The live attenuated measles vaccine became available in the United States in 1963, with an ineffective inactivated vaccine that was available until 1967. Vaccination that follows recommended guidelines is 97% effective in preventing viral transmission.1
MMR vaccination is recommended in children at 12 to 15 months and four to six years of age with at least 28 days between doses. Students at post–high school educational institutions, adults without evidence of immunity, and international travelers six months and older should also be immunized. Health care personnel should have documented evidence of immunity.1
Adults born before 1957 are considered immune from measles. Others are considered immune if they have laboratory evidence of immunity; confirmation of previous measles; or documentation of adequate (live) vaccination with at least one dose of a measles-containing vaccine administered on or after the first birthday for preschool-aged children and adults not at high risk or two doses for school-aged children and adults at higher risk, such as college students, health care workers, and international travelers.1 Those who received a dose of measles vaccine between 1963 and 1967 should be tested for immunity or revaccinated. Assessing immune status is especially important for children, adolescents, and adults born between 1957 and 1967.
An important misconception about the MMR vaccine is that it is linked to autism, which was falsely reported in a 1998 Lancet article. The article was retracted in 2010 after unethical conduct by the author and reports of fraudulent data were uncovered.6 The MMR vaccine is safe.
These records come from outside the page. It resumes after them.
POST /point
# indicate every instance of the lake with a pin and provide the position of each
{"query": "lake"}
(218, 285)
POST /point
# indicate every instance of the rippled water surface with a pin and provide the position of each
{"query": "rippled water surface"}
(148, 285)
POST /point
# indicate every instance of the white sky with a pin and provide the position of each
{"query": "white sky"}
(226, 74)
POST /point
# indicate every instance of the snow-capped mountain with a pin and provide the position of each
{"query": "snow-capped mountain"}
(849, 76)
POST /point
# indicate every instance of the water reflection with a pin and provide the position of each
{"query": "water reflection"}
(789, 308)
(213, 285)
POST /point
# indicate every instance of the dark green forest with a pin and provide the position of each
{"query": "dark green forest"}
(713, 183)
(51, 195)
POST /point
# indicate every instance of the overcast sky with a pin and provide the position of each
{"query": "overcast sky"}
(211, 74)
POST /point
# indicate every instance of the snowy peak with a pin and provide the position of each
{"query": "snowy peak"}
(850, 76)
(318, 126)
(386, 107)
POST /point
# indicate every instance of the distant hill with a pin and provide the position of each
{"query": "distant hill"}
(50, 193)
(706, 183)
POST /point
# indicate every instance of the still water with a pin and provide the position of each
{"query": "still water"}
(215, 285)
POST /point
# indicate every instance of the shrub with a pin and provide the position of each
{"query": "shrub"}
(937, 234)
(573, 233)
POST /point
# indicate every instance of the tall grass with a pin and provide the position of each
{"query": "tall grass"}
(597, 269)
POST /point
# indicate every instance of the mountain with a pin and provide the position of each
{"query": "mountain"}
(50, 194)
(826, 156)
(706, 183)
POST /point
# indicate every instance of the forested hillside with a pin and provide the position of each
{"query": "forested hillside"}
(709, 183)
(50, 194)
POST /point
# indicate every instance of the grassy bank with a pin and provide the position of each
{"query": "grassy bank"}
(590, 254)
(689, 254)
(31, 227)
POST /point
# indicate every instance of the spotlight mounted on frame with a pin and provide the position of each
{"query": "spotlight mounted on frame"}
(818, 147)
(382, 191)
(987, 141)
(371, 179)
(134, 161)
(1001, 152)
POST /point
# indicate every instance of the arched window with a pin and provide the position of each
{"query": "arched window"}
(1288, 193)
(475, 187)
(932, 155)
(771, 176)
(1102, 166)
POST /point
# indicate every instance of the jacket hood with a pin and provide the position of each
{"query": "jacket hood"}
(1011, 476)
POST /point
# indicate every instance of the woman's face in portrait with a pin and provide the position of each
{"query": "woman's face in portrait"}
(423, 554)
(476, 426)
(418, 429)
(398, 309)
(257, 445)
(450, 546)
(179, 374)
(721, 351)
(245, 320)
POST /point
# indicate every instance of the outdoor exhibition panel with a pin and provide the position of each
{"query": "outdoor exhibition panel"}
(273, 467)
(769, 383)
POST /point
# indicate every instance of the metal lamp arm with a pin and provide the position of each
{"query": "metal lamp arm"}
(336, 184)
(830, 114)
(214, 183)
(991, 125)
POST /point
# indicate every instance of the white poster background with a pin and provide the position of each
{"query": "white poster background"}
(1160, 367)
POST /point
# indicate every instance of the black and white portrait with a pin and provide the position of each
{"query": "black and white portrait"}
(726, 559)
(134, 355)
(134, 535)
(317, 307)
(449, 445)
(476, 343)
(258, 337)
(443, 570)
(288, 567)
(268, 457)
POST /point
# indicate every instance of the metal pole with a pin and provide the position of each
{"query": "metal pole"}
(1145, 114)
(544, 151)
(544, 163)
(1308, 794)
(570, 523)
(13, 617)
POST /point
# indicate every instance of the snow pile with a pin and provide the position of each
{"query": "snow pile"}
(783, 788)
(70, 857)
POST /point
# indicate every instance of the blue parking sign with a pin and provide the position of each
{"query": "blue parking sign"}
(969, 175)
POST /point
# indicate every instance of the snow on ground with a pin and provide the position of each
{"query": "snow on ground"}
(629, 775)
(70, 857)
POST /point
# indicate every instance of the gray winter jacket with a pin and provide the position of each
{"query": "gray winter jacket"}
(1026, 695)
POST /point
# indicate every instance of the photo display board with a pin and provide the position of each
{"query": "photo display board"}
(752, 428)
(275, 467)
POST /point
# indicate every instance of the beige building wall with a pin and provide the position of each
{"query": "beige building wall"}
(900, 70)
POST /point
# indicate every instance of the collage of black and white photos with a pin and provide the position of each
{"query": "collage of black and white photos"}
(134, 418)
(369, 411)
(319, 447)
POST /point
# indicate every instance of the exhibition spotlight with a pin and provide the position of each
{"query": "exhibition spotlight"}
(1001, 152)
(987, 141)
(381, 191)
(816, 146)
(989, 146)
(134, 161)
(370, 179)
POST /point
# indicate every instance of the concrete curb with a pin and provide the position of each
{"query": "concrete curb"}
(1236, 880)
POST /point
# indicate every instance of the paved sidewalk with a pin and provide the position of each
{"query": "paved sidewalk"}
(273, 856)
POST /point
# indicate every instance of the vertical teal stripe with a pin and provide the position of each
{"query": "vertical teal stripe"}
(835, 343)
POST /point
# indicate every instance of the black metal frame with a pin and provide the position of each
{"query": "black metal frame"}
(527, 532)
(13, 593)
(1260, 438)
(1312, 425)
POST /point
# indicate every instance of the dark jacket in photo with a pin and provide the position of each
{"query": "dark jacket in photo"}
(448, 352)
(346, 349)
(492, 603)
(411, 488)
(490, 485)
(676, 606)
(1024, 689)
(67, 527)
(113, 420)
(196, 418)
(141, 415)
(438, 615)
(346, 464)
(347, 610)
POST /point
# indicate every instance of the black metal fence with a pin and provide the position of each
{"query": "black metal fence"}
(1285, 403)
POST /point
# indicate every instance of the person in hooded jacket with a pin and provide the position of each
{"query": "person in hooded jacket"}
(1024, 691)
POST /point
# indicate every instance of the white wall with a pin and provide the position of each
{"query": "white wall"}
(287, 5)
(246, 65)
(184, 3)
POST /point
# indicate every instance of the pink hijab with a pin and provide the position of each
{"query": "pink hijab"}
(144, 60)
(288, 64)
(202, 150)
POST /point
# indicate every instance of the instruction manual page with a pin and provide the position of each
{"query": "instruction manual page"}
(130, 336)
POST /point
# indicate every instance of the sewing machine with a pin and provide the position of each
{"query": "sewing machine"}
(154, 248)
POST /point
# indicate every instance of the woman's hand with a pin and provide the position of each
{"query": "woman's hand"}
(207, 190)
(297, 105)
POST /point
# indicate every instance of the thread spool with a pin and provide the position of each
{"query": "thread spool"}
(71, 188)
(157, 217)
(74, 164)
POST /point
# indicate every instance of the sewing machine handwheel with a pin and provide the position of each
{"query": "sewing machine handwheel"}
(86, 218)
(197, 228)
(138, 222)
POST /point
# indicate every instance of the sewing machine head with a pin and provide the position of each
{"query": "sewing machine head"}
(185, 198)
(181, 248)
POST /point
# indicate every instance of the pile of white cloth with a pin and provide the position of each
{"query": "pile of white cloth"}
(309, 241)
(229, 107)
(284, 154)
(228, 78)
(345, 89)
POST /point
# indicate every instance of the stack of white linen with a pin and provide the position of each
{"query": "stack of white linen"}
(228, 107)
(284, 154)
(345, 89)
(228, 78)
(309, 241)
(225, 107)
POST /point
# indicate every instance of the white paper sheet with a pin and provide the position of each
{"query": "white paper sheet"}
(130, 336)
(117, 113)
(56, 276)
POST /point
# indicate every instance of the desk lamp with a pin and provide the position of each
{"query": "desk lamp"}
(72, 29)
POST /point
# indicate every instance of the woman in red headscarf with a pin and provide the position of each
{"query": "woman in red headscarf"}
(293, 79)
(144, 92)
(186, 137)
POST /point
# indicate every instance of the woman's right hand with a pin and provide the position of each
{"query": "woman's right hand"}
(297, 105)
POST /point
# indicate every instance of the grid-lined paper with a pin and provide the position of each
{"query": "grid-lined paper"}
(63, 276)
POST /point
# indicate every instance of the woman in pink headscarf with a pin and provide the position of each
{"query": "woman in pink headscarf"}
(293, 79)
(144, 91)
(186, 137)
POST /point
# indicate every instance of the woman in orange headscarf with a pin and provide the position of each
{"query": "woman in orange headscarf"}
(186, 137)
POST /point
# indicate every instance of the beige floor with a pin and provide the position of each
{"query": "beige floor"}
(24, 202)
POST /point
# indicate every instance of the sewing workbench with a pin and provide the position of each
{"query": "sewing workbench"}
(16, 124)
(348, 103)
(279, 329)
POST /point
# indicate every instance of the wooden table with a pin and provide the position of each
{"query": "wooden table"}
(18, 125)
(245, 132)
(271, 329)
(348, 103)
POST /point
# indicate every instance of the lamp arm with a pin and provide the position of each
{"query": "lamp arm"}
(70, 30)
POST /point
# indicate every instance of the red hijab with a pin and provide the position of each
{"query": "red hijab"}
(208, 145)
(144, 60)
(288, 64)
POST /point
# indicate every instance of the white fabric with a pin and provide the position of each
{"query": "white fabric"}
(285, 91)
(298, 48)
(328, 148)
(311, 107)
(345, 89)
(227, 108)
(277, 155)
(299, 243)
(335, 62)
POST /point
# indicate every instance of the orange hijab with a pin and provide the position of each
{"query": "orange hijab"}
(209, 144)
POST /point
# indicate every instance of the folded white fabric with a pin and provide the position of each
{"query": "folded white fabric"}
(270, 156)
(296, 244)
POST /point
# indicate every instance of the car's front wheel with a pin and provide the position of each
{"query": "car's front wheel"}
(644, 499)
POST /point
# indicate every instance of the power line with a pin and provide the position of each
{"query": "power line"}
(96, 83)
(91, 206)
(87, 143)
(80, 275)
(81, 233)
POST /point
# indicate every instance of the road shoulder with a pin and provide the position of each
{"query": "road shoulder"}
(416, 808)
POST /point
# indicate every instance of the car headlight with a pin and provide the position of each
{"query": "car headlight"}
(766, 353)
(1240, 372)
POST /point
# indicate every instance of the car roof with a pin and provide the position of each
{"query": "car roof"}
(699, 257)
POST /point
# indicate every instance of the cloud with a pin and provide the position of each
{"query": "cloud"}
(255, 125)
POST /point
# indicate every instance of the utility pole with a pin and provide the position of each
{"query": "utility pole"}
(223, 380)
Numerous large studies show no link between the MMR vaccine and autism.7–9 Additionally, a Cochrane review found no association between the MMR vaccine and autism, leukemia, asthma, hay fever, type 1 diabetes mellitus, gait disturbance, Crohn disease, demyelinating diseases, or bacterial or viral infections.10
All 50 states have legislation requiring specified vaccines for students, including the MMR vaccine, with some exemptions granted for medical reasons. Medical contraindications to the MMR vaccine include a history of severe allergic reaction to the vaccine or its components, known severe immunodeficiency (e.g., from hematologic and solid tumors, chemotherapy, congenital immunodeficiency, long-term immunosuppressive therapy, HIV infection), and family history of altered immunocompetence.11
Religious exemptions are granted by 45 states and the District of Columbia, and 18 states allow philosophical (personal) exemptions. New York and Maine enacted legislation in 2019, joining California, Mississippi, and West Virginia, in allowing only medical vaccine exemptions, a policy supported by the American Academy of Family Physicians.12,13 Unfortunately, many states are increasingly allowing non-medical exemptions.3,14
Family physicians should familiarize themselves with their states' pending legislation and consider getting involved in legislative advocacy, condone only medical vaccine exemptions, and give a strong vaccination recommendation to patients without immunity to help prevent the spread of measles.